Sex in the city, or wherever

Changes in sexual mores resulting from the lesser practical importance of marriage in a radically commercialized and bureaucratized society make the situation described in the last post quite a bit worse.

In such a society there is a tendency to delay or forgo marriage but not sexual activity. The result is that women become much less likely to bond permanently. (Also see this more detailed discussion.) The statistics I’ve seen don’t cover the effects of men’s sexual activity, but it seems believable that prior relationships would affect marital stability more in the case of women. As suggested by previous discussions, men are more interested in resolving an issue and going on to something else, women in fine-tuning personal situations, so the habit of choosing and changing would affect them more. Also, women are usually the ones who initiate divorce, which suggests that feminine failure to form stable bonds is a special issue.

As things are, the typical young woman has several sexual alliances without any expectation that the connection will be permanent. That means they give themselves without giving themselves, and to do so must fend off their own tendency to bond sexually. Anecdote and personal experience suggest that the result is to make them narcissistic, disloyal, mindlessly willful, indifferent to the actual well-being of the man, and so on. So the situation exacerbates tendencies already implicit in the present radically impersonal form of society.

Sexual looseness (together with feminism) also deprive young men of a strong motive for getting their acts together. They no longer have wife and family as a definite goal with a definite form to aspire to. It’s not necessary for the sake of satisfying immediate impulse, and the girls have all been told not to cooperate with the scheme on the grounds that a definite form for anything other than career and formal education means oppression. Marriage and family have been institutions which most men could participate in and lead. Egalitarian marriage, in which everything is equal and subject to constant negotiation, eliminates the incentive.

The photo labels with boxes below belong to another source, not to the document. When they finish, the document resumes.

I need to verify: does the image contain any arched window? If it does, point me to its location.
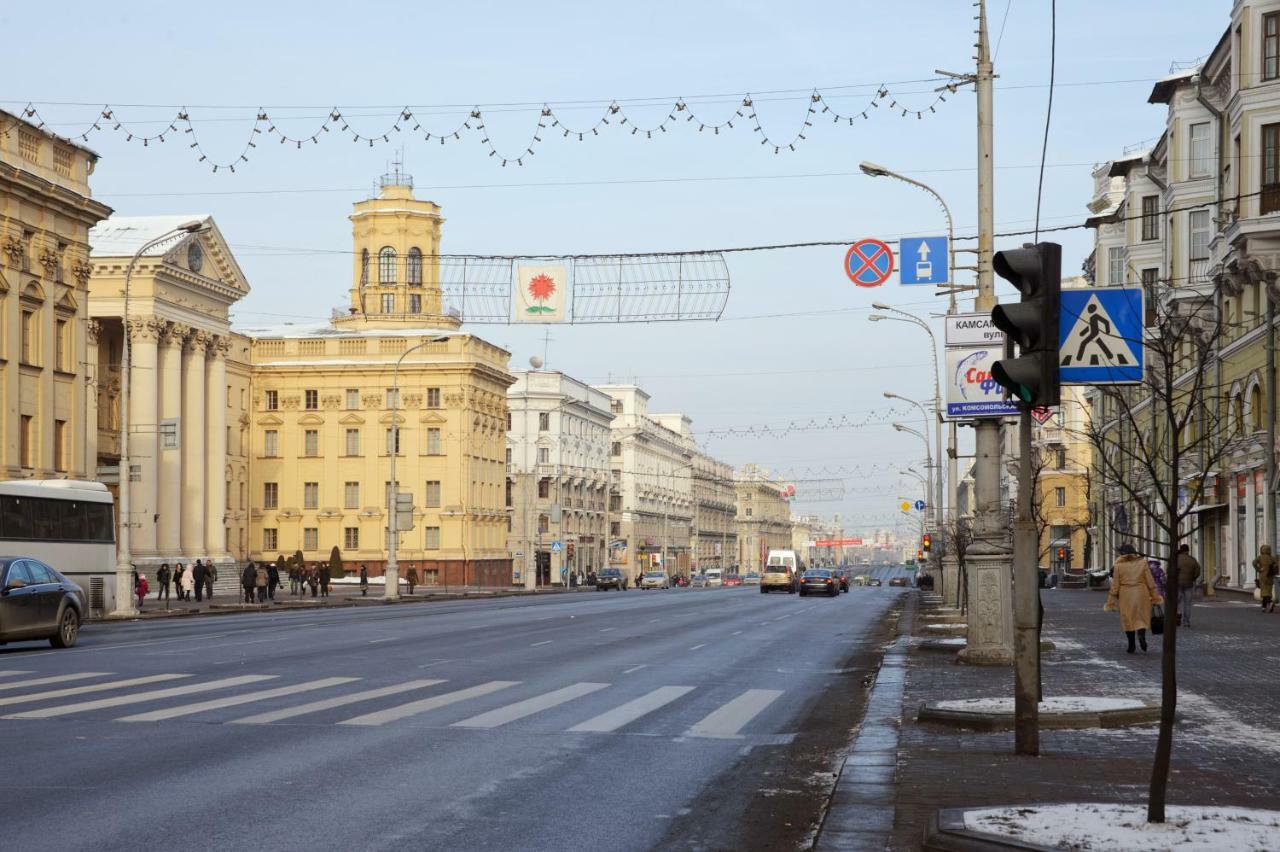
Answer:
[378,246,396,284]
[404,246,422,284]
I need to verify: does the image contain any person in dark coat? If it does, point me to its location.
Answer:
[191,559,207,601]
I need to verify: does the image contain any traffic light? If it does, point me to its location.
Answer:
[991,243,1062,408]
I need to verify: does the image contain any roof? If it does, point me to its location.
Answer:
[88,214,212,257]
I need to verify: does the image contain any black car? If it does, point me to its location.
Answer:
[595,568,627,591]
[800,568,840,597]
[0,556,88,647]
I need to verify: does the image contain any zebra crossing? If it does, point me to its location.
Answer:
[0,670,783,739]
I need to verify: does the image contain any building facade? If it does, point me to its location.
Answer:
[0,110,111,480]
[506,371,613,588]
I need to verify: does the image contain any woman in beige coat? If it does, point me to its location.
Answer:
[1103,544,1165,654]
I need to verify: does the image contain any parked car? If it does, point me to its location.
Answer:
[595,568,627,591]
[800,568,840,597]
[0,556,88,647]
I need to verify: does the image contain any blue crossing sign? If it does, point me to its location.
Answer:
[897,237,951,285]
[1057,287,1144,385]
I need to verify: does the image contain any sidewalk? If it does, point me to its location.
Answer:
[888,590,1280,851]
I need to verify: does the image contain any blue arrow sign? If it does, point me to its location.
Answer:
[897,237,951,285]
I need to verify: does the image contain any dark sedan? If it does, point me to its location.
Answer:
[0,556,88,647]
[800,568,840,597]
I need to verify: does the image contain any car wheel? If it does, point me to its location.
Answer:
[49,606,79,647]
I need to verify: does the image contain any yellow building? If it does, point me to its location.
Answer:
[0,111,111,480]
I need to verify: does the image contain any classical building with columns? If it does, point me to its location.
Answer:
[90,216,250,568]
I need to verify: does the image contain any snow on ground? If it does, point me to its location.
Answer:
[931,695,1147,713]
[964,805,1280,852]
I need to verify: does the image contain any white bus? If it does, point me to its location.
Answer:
[0,480,115,615]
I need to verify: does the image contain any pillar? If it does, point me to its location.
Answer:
[156,322,191,559]
[179,331,211,559]
[120,319,164,556]
[205,335,232,558]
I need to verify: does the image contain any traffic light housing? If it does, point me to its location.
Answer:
[991,243,1062,408]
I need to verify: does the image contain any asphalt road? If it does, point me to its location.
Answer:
[0,562,904,852]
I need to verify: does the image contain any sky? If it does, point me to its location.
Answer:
[0,0,1231,532]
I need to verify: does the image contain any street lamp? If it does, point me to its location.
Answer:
[113,219,209,615]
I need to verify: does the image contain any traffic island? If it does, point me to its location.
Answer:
[915,695,1160,730]
[924,803,1280,852]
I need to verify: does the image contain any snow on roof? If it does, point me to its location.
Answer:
[88,214,211,257]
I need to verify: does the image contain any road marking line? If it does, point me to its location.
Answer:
[338,681,520,725]
[0,674,192,707]
[227,678,445,725]
[453,683,609,728]
[4,674,276,719]
[116,678,360,722]
[570,687,694,733]
[0,672,114,690]
[685,690,782,739]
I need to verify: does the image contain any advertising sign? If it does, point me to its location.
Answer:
[946,347,1018,420]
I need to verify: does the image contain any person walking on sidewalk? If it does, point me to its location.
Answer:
[1253,545,1277,611]
[1103,542,1165,654]
[1178,545,1201,627]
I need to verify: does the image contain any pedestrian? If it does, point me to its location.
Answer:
[191,559,205,601]
[1103,542,1165,654]
[241,559,257,604]
[156,562,170,601]
[1253,545,1276,613]
[1178,545,1201,627]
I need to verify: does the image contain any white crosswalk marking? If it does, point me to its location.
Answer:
[116,678,360,722]
[229,679,444,725]
[570,687,694,733]
[685,690,782,738]
[0,672,111,690]
[453,683,609,728]
[3,674,275,719]
[0,674,191,707]
[338,681,520,725]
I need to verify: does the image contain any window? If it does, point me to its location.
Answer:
[1142,196,1160,239]
[378,246,396,284]
[1107,246,1124,287]
[1262,12,1280,79]
[1258,122,1280,215]
[1189,122,1213,178]
[404,246,422,284]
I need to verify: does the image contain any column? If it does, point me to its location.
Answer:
[120,319,164,555]
[205,335,232,559]
[156,322,191,560]
[179,331,208,559]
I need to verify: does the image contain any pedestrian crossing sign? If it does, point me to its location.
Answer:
[1059,287,1143,385]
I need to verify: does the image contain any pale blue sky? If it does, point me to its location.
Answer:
[0,0,1230,530]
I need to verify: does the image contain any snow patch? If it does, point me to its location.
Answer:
[964,805,1280,852]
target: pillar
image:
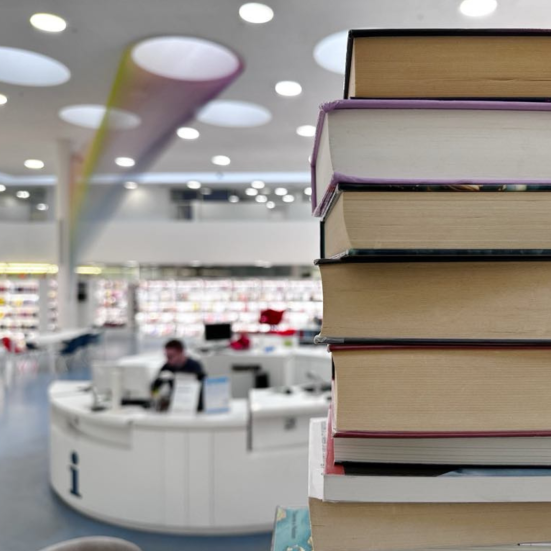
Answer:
[56,140,78,330]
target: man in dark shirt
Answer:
[151,339,206,411]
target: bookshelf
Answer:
[0,278,57,345]
[94,279,130,327]
[136,279,322,337]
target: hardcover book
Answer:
[311,100,551,216]
[309,420,551,503]
[344,29,551,99]
[330,343,551,438]
[321,186,551,258]
[317,256,551,344]
[309,422,551,551]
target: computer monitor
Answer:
[205,323,232,341]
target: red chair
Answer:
[258,308,285,327]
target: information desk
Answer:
[93,346,331,398]
[49,382,328,534]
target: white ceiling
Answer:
[0,0,551,188]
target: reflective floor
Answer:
[0,335,270,551]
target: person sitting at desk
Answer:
[151,339,206,411]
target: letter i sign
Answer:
[69,452,82,497]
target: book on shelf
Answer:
[330,341,551,440]
[321,185,551,258]
[317,256,551,344]
[308,420,551,551]
[311,100,551,216]
[271,507,313,551]
[271,507,551,551]
[344,29,551,99]
[309,419,551,503]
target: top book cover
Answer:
[344,29,551,99]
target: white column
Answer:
[56,140,77,329]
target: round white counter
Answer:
[49,382,328,534]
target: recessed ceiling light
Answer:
[115,157,136,168]
[176,126,199,140]
[459,0,497,17]
[201,100,272,128]
[25,159,44,170]
[30,13,67,33]
[211,155,231,166]
[275,80,302,97]
[239,2,274,24]
[58,104,142,130]
[132,36,241,81]
[314,31,348,75]
[0,46,71,86]
[297,124,316,138]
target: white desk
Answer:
[101,346,331,398]
[29,327,92,373]
[49,382,327,534]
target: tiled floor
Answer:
[0,337,270,551]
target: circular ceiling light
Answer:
[211,155,231,166]
[459,0,497,17]
[297,124,316,138]
[176,126,199,140]
[115,157,136,168]
[0,46,71,86]
[314,31,348,75]
[30,13,67,33]
[132,36,241,81]
[59,104,142,130]
[239,2,274,25]
[275,80,302,97]
[197,100,272,128]
[25,159,44,170]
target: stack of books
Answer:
[277,30,551,551]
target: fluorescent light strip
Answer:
[0,171,310,187]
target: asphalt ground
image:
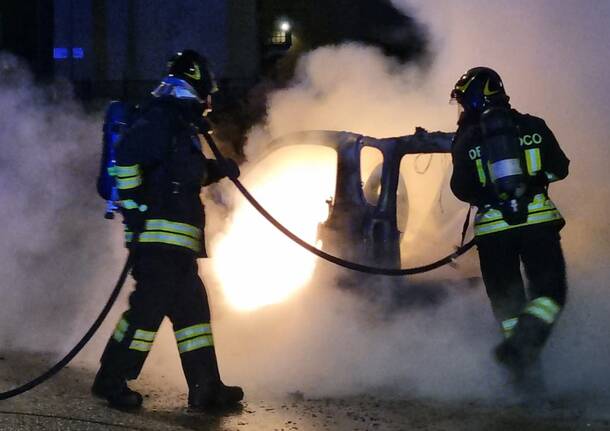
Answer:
[0,353,610,431]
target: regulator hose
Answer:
[202,131,474,276]
[0,243,137,400]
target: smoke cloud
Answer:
[0,0,610,412]
[0,53,129,364]
[202,0,610,404]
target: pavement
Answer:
[0,353,610,431]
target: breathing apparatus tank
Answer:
[97,100,130,219]
[481,107,528,225]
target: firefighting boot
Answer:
[91,367,142,410]
[91,338,146,410]
[494,314,551,394]
[181,346,244,413]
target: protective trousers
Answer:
[477,223,567,362]
[94,246,220,390]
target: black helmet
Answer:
[451,67,509,113]
[167,49,218,99]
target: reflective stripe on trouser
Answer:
[175,323,214,354]
[474,193,562,236]
[112,317,157,352]
[502,317,519,338]
[523,296,561,325]
[125,219,202,252]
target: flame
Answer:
[213,146,336,311]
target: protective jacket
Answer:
[113,78,223,256]
[451,109,569,236]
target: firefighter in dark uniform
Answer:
[451,67,569,389]
[92,50,243,410]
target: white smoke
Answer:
[203,0,610,404]
[0,53,127,364]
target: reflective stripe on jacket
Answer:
[474,193,563,236]
[125,219,203,253]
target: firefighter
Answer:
[451,67,569,389]
[92,50,243,410]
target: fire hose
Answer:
[0,234,137,401]
[0,132,474,400]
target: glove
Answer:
[121,205,146,232]
[223,159,241,180]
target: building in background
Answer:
[0,0,427,103]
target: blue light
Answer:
[53,48,68,60]
[72,47,85,59]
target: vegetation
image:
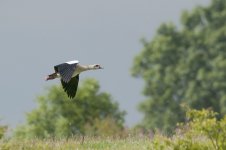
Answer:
[0,109,226,150]
[15,79,125,138]
[132,0,226,132]
[0,125,8,139]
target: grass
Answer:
[0,137,153,150]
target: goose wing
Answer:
[54,63,78,83]
[61,75,79,98]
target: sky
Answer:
[0,0,210,128]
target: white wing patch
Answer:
[66,60,79,65]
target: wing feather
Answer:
[61,75,79,98]
[54,63,77,83]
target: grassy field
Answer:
[0,137,153,150]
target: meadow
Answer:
[0,137,153,150]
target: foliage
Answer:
[0,125,8,139]
[153,109,226,150]
[0,136,151,150]
[15,79,125,138]
[132,0,226,131]
[0,108,226,150]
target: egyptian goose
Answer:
[45,60,103,98]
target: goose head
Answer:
[89,64,104,70]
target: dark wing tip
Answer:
[61,75,79,99]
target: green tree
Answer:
[132,0,226,131]
[15,79,125,138]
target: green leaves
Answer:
[132,0,226,132]
[15,79,125,138]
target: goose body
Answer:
[45,60,103,98]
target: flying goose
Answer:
[45,60,103,98]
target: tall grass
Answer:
[0,137,152,150]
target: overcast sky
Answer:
[0,0,210,127]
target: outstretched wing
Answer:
[54,63,78,83]
[61,75,79,98]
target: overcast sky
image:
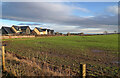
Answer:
[0,2,118,33]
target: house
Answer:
[50,30,55,35]
[33,27,43,35]
[11,25,31,34]
[1,26,15,35]
[34,27,54,35]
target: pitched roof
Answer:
[13,25,29,31]
[13,25,20,31]
[20,26,29,30]
[35,27,43,32]
[2,26,15,34]
[41,29,47,31]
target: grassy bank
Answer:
[4,34,118,76]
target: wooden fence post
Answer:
[80,64,86,78]
[2,46,5,71]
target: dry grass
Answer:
[5,52,66,76]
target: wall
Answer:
[0,35,35,39]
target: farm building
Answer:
[1,26,15,35]
[34,27,54,35]
[11,25,31,34]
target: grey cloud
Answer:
[2,2,118,31]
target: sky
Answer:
[0,2,118,34]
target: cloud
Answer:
[18,23,42,25]
[107,5,118,14]
[2,2,118,32]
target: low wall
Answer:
[0,35,35,39]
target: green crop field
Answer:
[3,34,118,76]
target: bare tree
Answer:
[114,31,117,34]
[67,32,70,36]
[103,31,108,34]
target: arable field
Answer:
[3,34,119,76]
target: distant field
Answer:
[3,34,118,76]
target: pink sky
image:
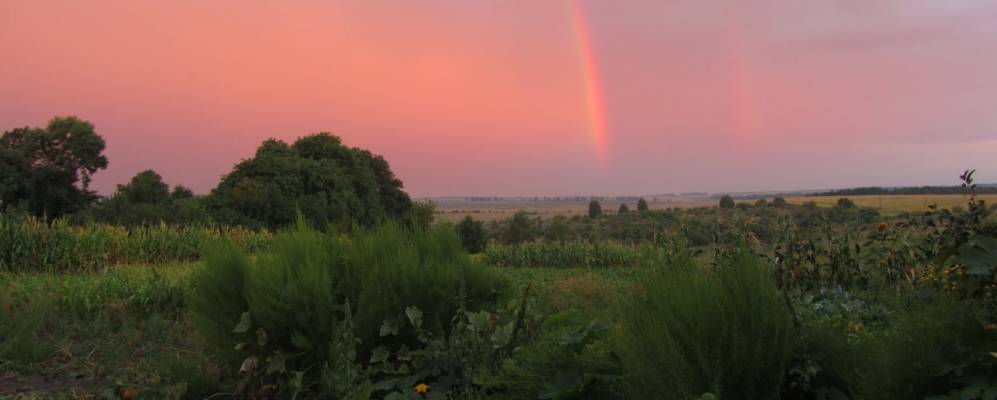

So all in all the sexual aspects of the present situation radically reduce the value of men and women as mates, and radically reduce the appeal of forming a permanent connection. Without permanent connections you get distrust and consequent fault-finding, and the response of each sex to the other increasingly becomes “who wants one of them?”

An additional problem is that marriage requires discipline on both sides, and people usually don’t just decide to be disciplined. So making marriage one choice among others is a problem. Charles Murray tells us that for the top 20% the discipline is provided by careerism and rational self-interest, but that motive can’t be effective with everyone since not everyone can have what you’d call a career and most people are more inclined to go with the flow than calculate ways of maximizing future payoff. And indeed Murray tells us that marriage has pretty much collapsed among less successful people.